Now let's start by modifying the Node class (you should use CamelCase for class names):
class Node:
def __init__(self, data=None, prev=None, next=None):
self.data = data
self.prev = prev
self.next = next
def __repr__(self):
return '<{}, {}>'.format(self.data, self.next)
We add prev since that's obviously needed. But we also improve on your original version by having data and next as parameters, so you can have these values set when a node is created. And __repr__ is always nice to have, for debugging if not for anything else.

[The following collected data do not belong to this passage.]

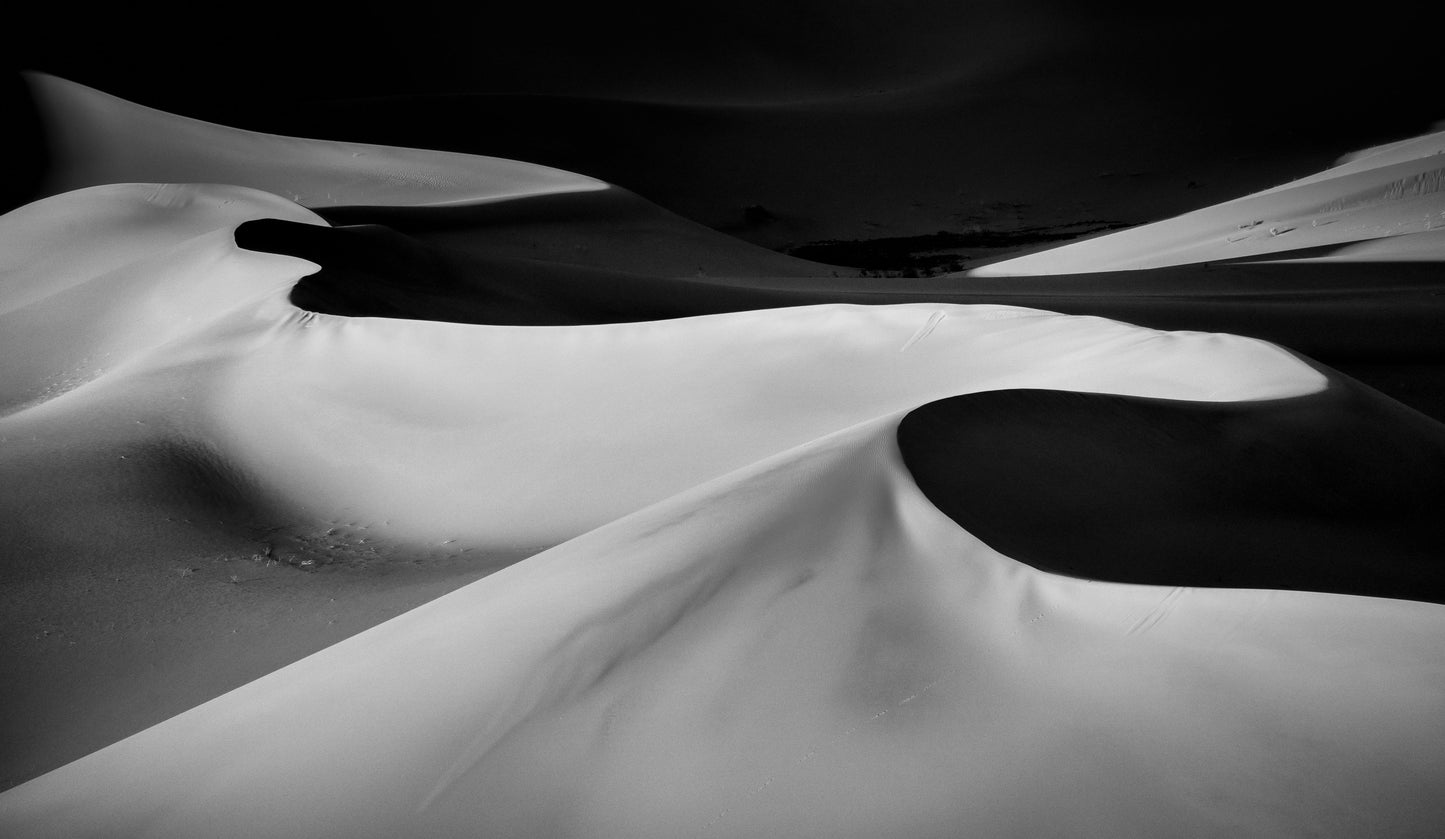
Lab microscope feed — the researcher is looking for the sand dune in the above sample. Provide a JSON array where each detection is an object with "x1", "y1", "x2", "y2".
[
  {"x1": 5, "y1": 413, "x2": 1443, "y2": 838},
  {"x1": 0, "y1": 177, "x2": 1328, "y2": 793},
  {"x1": 234, "y1": 206, "x2": 1445, "y2": 423},
  {"x1": 901, "y1": 373, "x2": 1445, "y2": 602},
  {"x1": 3, "y1": 68, "x2": 1444, "y2": 838}
]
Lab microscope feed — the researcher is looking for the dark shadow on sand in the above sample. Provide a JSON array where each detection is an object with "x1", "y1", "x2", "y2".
[{"x1": 897, "y1": 373, "x2": 1445, "y2": 604}]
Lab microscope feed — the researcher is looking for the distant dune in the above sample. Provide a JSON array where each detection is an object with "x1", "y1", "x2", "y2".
[
  {"x1": 2, "y1": 64, "x2": 1443, "y2": 839},
  {"x1": 972, "y1": 127, "x2": 1445, "y2": 273}
]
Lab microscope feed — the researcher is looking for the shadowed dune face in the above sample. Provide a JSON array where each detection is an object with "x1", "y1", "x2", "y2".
[
  {"x1": 899, "y1": 375, "x2": 1445, "y2": 603},
  {"x1": 239, "y1": 209, "x2": 1445, "y2": 421}
]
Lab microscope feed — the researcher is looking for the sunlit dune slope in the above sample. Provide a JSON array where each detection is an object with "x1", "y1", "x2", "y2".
[
  {"x1": 902, "y1": 375, "x2": 1445, "y2": 602},
  {"x1": 4, "y1": 412, "x2": 1442, "y2": 838}
]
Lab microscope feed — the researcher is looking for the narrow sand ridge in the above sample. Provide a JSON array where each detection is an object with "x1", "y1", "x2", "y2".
[
  {"x1": 4, "y1": 415, "x2": 1442, "y2": 838},
  {"x1": 900, "y1": 373, "x2": 1445, "y2": 603}
]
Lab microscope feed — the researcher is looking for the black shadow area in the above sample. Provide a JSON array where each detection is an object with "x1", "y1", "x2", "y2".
[
  {"x1": 235, "y1": 218, "x2": 828, "y2": 326},
  {"x1": 897, "y1": 375, "x2": 1445, "y2": 604}
]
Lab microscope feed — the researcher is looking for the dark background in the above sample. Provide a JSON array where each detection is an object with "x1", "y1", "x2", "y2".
[{"x1": 4, "y1": 2, "x2": 1440, "y2": 235}]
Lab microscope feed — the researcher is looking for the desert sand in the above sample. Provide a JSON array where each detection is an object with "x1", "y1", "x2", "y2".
[{"x1": 2, "y1": 51, "x2": 1443, "y2": 839}]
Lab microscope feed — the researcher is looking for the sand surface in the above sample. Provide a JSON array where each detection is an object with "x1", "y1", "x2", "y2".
[{"x1": 2, "y1": 69, "x2": 1443, "y2": 837}]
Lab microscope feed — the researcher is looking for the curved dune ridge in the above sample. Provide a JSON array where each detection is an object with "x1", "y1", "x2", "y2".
[
  {"x1": 0, "y1": 184, "x2": 324, "y2": 413},
  {"x1": 3, "y1": 73, "x2": 1445, "y2": 836}
]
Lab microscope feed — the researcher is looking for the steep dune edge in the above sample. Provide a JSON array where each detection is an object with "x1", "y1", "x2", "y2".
[{"x1": 3, "y1": 415, "x2": 1442, "y2": 838}]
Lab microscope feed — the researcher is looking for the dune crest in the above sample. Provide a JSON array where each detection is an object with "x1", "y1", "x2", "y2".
[{"x1": 0, "y1": 183, "x2": 321, "y2": 414}]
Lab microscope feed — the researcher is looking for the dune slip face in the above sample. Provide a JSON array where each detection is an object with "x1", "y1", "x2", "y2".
[{"x1": 898, "y1": 374, "x2": 1445, "y2": 603}]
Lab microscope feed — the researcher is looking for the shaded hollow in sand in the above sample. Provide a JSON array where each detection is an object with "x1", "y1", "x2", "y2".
[{"x1": 897, "y1": 373, "x2": 1445, "y2": 603}]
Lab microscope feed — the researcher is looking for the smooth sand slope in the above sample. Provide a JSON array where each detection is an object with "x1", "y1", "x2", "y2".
[
  {"x1": 3, "y1": 72, "x2": 1444, "y2": 836},
  {"x1": 5, "y1": 410, "x2": 1444, "y2": 838}
]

Now for the list itself. The key is, (a) instead of one cur_node, you need two handles on the list, which I've been calling head and tail, and (b) when adding nodes, the very first node is a special case where we have to make changes to both head and tail.
class DoublyLinkedList:
def __init__(self):
self.head = None
self.tail = None
def __repr__(self):
return '<DoublyLinkedList {}>'.format(self.head)

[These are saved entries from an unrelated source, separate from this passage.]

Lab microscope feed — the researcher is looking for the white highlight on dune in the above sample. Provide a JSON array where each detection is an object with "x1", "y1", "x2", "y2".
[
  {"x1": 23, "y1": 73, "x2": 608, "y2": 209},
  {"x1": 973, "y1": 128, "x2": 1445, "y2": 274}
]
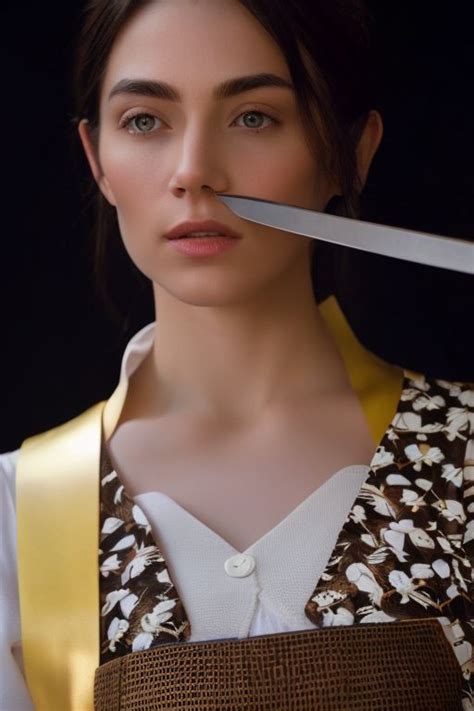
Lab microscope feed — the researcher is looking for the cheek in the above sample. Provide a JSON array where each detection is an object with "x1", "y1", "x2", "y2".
[
  {"x1": 100, "y1": 137, "x2": 164, "y2": 211},
  {"x1": 98, "y1": 140, "x2": 159, "y2": 268},
  {"x1": 237, "y1": 136, "x2": 326, "y2": 210},
  {"x1": 276, "y1": 143, "x2": 327, "y2": 208}
]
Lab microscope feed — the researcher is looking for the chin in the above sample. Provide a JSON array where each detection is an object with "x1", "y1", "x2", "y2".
[{"x1": 153, "y1": 277, "x2": 266, "y2": 308}]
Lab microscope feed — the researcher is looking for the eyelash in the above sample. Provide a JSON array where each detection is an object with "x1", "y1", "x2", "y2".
[{"x1": 118, "y1": 108, "x2": 279, "y2": 135}]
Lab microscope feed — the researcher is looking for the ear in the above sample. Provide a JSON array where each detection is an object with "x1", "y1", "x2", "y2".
[
  {"x1": 77, "y1": 119, "x2": 117, "y2": 206},
  {"x1": 355, "y1": 110, "x2": 384, "y2": 190}
]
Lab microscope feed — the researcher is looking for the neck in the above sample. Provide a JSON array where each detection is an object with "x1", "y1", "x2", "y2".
[{"x1": 137, "y1": 267, "x2": 352, "y2": 425}]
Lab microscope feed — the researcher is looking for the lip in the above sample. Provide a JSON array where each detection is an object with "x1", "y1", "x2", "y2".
[
  {"x1": 163, "y1": 219, "x2": 242, "y2": 240},
  {"x1": 167, "y1": 236, "x2": 240, "y2": 257}
]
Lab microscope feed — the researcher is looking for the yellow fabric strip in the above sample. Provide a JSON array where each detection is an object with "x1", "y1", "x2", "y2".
[
  {"x1": 319, "y1": 295, "x2": 404, "y2": 443},
  {"x1": 16, "y1": 402, "x2": 104, "y2": 711},
  {"x1": 102, "y1": 375, "x2": 130, "y2": 442},
  {"x1": 16, "y1": 296, "x2": 404, "y2": 709}
]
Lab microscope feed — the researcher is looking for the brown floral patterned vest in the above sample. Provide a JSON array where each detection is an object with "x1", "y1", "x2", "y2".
[{"x1": 98, "y1": 372, "x2": 474, "y2": 708}]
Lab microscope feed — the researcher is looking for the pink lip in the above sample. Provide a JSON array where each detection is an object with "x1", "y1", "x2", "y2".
[
  {"x1": 167, "y1": 235, "x2": 239, "y2": 257},
  {"x1": 163, "y1": 218, "x2": 242, "y2": 241}
]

def add_head(self, data=None):
if self.head is None:
self.head = self.tail = Node(data) # the very fist node
else:
new_head = Node(data=data, next=self.head) # prev is None
self.head.prev = self.head = new_head
def add_tail(self, data=None):
if self.tail is None:
self.head = self.tail = Node(data) # the very first node
else:
new_tail = Node(data=data, prev=self.tail) # next is None
self.tail.next = self.tail = new_tail
# implements iteration from head to tail
def __iter__(self):
current = self.head
while current is not None:
yield current
current= current.next
# implements iteration from tail to head
def __reversed__(self):
current = self.tail
while current is not None:
yield current
current = current.prev
Let's test this
>>> dlist = DoublyLinkedList()
>>> print(dlist)
<DoublyLinkedList None>
>>> dlist.add_head(1)
>>> dlist.add_tail(2)
>>> dlist.add_tail(3)
>>> dlist.add_head(0)
>>> print(dlist) # __repr__ is such a nice thing to have
<DoublyLinkedList <0, <1, <2, <3, None>>>>>
>>> print(dlist.head)
<0, <1, <2, <3, None>>>>
>>> print(dlist.tail)
<3, None>
>>> print(dlist.head.prev is None, dlist.tail.next is None)
True, True
>>> print(dlist.tail.prev.next is dlist.tail)
True
>>> [node.data for node in dlist]
[0, 1, 2, 3]
>>> for node in reversed(dlist):
... print(node.data, node)
3 <3, None>
2 <2, <3, None>>
1 <1, <2, <3, None>>>
0 <0, <1, <2, <3, None>>>>
For a doubly linked list, you should have, each node should have a reference to the previous node. This means that you will need to modify your add and remove methods to also assign this reference.